Seasonal Weather Impact On Your Car Battery
Checking the condition of your tires, brakes and windscreen wipers is standard practice for keeping your car on the road all year long. But battery maintenance can often be overlooked, and this can cause issues down the track.
Extreme temperatures can put excessive strain on your battery, which is already working to power over 150 electrical accessories. Whether you are driving to the snow in winter or heading on a road trip during the warmer months, the last thing you want is to get stranded.
How is your battery impacted by warmer weather?
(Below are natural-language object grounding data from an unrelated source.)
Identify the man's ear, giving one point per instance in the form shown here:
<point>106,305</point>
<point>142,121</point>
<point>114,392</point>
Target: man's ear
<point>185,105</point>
The optimal temperature for a car battery is around 20°C, but during the summertime temperatures can soar to double this in some areas. Extreme temperatures can cause an increase in the battery’s internal chemistry and increased self-discharge, which speeds up the aging process.
This doesn’t necessarily mean the battery will fail right away, but the battery could be impacted by the heat. Avoiding these problems from progressing and leaving you stuck out in the cold means checking your battery year-round.
What happens to your battery in winter?
During the colder months, low temperatures cause the chemistry inside a battery to slow down, and it needs to work harder to get going. The need for a high level of power to heat your car, defrost your windows, use headlights in compromised road conditions and more can put more pressure on the battery as well.
Colder weather also makes the oil in your engine thicker. The consequence of this is that, again, your battery must supply more power to start the car than when it’s operating within optimal temperatures.
Preventative maintenance to keep your car battery performing well year-round
The best way to avoid the inconvenience of a breakdown – regardless of the time of year – is through periodically checking your battery and providing preventative maintenance as required.
It’s possible to reduce the likelihood of car battery failure in extreme temperatures by:
- Keeping your car under cover so it isn’t as exposed to severe weather;
- Turning headlights and other accessories off when the vehicle isn’t in use, to avoid unnecessary drain on the battery;
- Paying attention to early warning signs, such as a slow cranking engine;
- Periodically checking your State of Charge (S.O.C.) indicator. If it appears black, your battery will need to be immediately recharged;
- Checking the voltage of your battery every three months and making sure the Open Circuit Voltage (OCV) doesn’t drop below 12.5V. If it does, your battery will need to be recharged.